К этому же мостику с противоположного конца торопливо подходит женщина. На вид ей лет тридцать пять. Миловидная, с формами — сама о Себе она как-то сказала, что у неё пропорции Венеры Милосской. Из-под яркого шерстяного берета выбивается сильная волна русых волос. Видно, что женщина выскочила из дома наспех. На ногах у неё замшевые ботики, а на плечах — торопливо накинутый, незастёгнутый импортный плащ тоже яркой, ненашенской расцветки. Она придерживает его на ключицах рукой, и плащ красиво развевается на ходу.

Женщина почти взбегает на мост, но, сделав несколько шагов, останавливается. И недоумённо оглядывается вокруг. У неё полное, округлое русское лицо — в общем-то, не Венера. Не Милосская. Она явно кого-то ждала и, не дождавшись, пытается высмотреть, отыскать теперь затерявшегося или опоздавшего.

Какое-то время стоит на мосту приподнятая над сценой, потом поворачивается и пристально, долго вглядывается в зал. Свет выхватывает её ладную, вкусную, как французская булка, фигурку, глаза. Эти же её немигающие, внимательные и встревоженные, серые, как два гнёздышка, в которых подводно голубеют по крапчатаму яичку, глаза повторяет, увеличив, возникающий в вышине над сценою плазменный экран.

— Родной! — произносит она в тишине. Произносит тревожным и громким шёпотом, скорее, про себя, без надежды, что её услышат...

Луч света падает в зрительный зал, в проход между креслами. По нему медленно движется грузная, простоволосая женщина — Андрей Синявский как-то грубо обронил о ней: «кубометр мяса». Она в вязаной домашней кофте, в шерстяных носках, обута в резиновые, глубокие, с острыми носами, калоши, которые в простонародье называют «голландскими» — тоже, видимо, первое, что попалось под ногу.

Женщина на мосту замечает её, и глаза на экране меняются. По-кошачьи суживаются. Это уже не два беззащитно раскрытых гнезда. Смесь ненависти и ужаса закипает в них. Женщина замирает, вытянувшись в струну, а затем порывисто разворачивается — наутёк.

— Стой! — раздаётся из прохода властный и низкий голос.
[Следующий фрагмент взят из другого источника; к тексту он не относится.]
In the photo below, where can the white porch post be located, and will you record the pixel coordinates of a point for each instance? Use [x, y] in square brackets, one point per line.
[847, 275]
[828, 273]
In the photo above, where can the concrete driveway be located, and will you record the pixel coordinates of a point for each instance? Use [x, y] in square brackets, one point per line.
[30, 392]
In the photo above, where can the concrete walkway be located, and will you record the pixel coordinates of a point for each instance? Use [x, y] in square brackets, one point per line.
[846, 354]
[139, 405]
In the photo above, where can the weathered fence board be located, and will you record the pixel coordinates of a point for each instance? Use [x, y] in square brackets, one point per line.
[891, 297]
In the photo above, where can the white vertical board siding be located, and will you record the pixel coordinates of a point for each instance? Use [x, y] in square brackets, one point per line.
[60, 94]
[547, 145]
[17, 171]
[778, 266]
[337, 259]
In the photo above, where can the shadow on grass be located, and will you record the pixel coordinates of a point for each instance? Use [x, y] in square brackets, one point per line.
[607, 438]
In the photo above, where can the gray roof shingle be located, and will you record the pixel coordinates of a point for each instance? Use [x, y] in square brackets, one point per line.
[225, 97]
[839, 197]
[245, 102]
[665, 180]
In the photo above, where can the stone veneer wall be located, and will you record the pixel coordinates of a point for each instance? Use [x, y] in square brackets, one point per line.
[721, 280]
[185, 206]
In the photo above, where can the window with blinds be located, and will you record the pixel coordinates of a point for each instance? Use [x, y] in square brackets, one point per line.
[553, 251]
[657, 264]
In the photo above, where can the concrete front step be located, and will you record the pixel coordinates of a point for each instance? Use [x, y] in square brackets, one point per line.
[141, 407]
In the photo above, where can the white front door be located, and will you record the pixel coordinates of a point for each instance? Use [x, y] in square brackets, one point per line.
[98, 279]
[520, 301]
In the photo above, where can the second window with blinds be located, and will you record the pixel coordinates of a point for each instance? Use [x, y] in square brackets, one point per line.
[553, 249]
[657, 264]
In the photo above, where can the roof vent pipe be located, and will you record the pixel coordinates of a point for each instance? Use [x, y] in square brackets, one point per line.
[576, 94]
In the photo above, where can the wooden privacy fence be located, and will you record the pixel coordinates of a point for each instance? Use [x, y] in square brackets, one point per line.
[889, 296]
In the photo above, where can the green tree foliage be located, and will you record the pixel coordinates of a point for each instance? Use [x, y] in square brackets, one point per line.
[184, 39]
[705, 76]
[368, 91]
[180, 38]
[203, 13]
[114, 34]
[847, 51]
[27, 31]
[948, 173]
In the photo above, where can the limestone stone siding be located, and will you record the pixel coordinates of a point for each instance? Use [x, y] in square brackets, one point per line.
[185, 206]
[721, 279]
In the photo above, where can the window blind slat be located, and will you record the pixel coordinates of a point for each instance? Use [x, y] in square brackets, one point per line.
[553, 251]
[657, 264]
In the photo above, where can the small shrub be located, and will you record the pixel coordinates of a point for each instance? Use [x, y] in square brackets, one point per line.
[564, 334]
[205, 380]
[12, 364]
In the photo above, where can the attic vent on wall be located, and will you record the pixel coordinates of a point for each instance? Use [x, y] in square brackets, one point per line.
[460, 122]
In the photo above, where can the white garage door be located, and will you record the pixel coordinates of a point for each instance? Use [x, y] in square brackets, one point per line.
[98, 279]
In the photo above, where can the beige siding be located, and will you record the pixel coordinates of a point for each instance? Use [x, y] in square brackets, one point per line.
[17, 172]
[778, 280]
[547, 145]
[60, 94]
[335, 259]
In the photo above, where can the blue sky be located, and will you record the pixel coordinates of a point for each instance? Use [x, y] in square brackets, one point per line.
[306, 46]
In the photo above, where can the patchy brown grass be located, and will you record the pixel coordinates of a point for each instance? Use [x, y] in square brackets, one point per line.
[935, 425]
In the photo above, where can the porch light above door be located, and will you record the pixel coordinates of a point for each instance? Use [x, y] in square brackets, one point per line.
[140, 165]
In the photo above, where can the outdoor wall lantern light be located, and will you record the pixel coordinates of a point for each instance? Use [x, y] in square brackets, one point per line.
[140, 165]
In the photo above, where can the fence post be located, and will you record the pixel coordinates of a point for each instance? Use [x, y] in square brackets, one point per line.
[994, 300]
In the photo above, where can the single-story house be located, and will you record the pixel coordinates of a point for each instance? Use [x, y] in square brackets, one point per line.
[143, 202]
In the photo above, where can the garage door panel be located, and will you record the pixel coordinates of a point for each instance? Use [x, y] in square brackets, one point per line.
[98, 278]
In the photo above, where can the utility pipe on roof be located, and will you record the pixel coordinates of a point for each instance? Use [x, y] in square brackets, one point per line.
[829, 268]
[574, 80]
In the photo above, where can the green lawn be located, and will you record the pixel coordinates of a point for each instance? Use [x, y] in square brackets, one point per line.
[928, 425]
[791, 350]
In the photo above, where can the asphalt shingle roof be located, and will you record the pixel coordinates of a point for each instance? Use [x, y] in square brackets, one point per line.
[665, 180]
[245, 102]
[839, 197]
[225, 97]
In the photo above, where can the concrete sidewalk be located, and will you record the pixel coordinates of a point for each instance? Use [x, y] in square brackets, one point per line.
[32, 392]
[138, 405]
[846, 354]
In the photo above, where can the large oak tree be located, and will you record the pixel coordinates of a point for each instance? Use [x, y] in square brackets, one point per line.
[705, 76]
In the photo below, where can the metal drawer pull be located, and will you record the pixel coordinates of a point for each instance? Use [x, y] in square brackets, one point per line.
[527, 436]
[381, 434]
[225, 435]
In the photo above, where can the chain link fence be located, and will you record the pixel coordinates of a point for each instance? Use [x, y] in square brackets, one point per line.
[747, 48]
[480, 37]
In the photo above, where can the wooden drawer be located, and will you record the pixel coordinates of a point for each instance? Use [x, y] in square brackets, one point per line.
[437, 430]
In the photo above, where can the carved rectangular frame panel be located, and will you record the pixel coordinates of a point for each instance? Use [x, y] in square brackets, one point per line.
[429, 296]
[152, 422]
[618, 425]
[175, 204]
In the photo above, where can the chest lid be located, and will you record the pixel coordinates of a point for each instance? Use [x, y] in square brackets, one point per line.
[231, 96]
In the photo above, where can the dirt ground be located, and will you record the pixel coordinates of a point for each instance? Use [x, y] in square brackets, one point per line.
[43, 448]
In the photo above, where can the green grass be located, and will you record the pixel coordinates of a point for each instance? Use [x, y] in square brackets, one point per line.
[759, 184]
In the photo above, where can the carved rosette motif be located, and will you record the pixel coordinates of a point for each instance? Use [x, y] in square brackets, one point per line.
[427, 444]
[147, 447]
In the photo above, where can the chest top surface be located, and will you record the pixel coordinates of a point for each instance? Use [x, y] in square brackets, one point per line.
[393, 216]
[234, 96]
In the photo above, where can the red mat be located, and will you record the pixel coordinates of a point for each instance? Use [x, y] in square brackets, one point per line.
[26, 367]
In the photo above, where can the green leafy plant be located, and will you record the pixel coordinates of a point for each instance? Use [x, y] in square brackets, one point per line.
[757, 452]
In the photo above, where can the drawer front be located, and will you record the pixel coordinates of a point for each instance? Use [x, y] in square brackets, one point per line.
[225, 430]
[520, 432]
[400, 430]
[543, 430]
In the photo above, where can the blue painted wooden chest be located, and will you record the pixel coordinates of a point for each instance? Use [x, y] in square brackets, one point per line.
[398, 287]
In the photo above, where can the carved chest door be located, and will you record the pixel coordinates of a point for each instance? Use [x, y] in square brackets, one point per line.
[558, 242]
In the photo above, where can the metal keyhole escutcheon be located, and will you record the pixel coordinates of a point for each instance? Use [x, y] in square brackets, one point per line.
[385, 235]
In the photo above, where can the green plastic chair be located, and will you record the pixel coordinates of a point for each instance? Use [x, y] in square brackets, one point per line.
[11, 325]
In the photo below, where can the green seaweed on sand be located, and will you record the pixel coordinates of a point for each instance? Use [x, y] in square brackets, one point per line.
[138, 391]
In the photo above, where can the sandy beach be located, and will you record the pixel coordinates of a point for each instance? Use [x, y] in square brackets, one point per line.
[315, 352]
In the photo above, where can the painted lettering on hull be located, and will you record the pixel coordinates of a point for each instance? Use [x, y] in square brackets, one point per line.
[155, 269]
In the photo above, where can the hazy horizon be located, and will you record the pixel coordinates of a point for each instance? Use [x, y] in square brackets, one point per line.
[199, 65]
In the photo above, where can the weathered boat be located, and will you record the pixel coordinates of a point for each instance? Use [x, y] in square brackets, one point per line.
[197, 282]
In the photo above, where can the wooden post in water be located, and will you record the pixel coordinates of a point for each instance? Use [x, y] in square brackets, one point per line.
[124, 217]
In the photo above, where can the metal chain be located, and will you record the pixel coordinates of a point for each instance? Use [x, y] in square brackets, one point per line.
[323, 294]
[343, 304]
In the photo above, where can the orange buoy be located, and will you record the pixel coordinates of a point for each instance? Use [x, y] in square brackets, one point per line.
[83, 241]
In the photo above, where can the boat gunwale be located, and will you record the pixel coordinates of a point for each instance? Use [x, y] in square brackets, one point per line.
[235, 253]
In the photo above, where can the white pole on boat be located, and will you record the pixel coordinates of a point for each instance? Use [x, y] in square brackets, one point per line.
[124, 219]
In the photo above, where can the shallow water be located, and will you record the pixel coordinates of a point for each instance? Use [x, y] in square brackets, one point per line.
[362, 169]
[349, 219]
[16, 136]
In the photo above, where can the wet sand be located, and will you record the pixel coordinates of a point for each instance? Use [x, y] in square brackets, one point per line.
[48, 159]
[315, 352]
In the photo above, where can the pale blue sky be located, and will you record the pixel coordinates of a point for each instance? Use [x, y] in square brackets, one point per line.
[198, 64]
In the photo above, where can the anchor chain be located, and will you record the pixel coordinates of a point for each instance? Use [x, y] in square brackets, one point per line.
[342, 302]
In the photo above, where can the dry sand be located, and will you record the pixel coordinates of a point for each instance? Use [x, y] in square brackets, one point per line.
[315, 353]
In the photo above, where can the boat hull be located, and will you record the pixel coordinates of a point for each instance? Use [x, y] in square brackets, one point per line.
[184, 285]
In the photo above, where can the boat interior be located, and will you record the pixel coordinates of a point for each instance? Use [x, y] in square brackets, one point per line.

— Ольга, стой! — повторяет, не ускоряя тяжёлый шаг. Ольга останавливается и начинает судорожно застегивать на полной груди плащ.

— Стой! — ещё раз повторяет преследовательница и с одышкой поднимается где-то сбоку на сцену. — Не укушу. 

Шлёпает в галошах по сцене. Ей предстоит второй подъём — теперь на этот чёртов выгнутый мостик. Поднимается, перехватываясь за поручни. При этом нагибается сама и нагибает, как будто намереваясь бодаться, свою крупную, широколобую голову с короткой завивкой, в которой некогда непроглядная чернота уже взята тенетами изморози. 

Подходит вплотную к Ольге и останавливается, стараясь отдышаться. 

— Где он?

— Не знаю, — растерянно отвечает Ольга. Видно, что она сбита с панталыку, обескуражена, встревожена пуще прежнего, и потому ответ звучит неожиданно простодушно. Ненависть и страх уступили место тревоге.

— Врёшь! 

Ольга растерянно качает головкой. 

— Пойдём к тебе! — властно командует соперница.

— Зачем?

— Сама хочу убедиться. Его нет уже три часа. Наверняка, сучка, прячешь где-нибудь под кроватью! 

Ольга, закусив губу, не отвечает, но и не отводит глаза: женщины уставились одна в другую. 

Экран, увеличивая, повторяет их глаза: тёмно-серые и тёмнокарие, почти чёрные, цыганские. Теперь-то в них — только ненависть. 

— Как хочешь, — первой не выдерживает Ольга и зябко передёргивает плечами. 

Поворачивается в сторону, откуда пришла, прибежала, и споро стучит каблучками по щелявому дощатому настилу.

Галоши, не поспевая, по-медвежьи — белая медведица — топочут за нею.

— С-с-с-терва, — шипящим шепотом выхлестывают они: в этой женщине и вправду течёт итальянская кровь.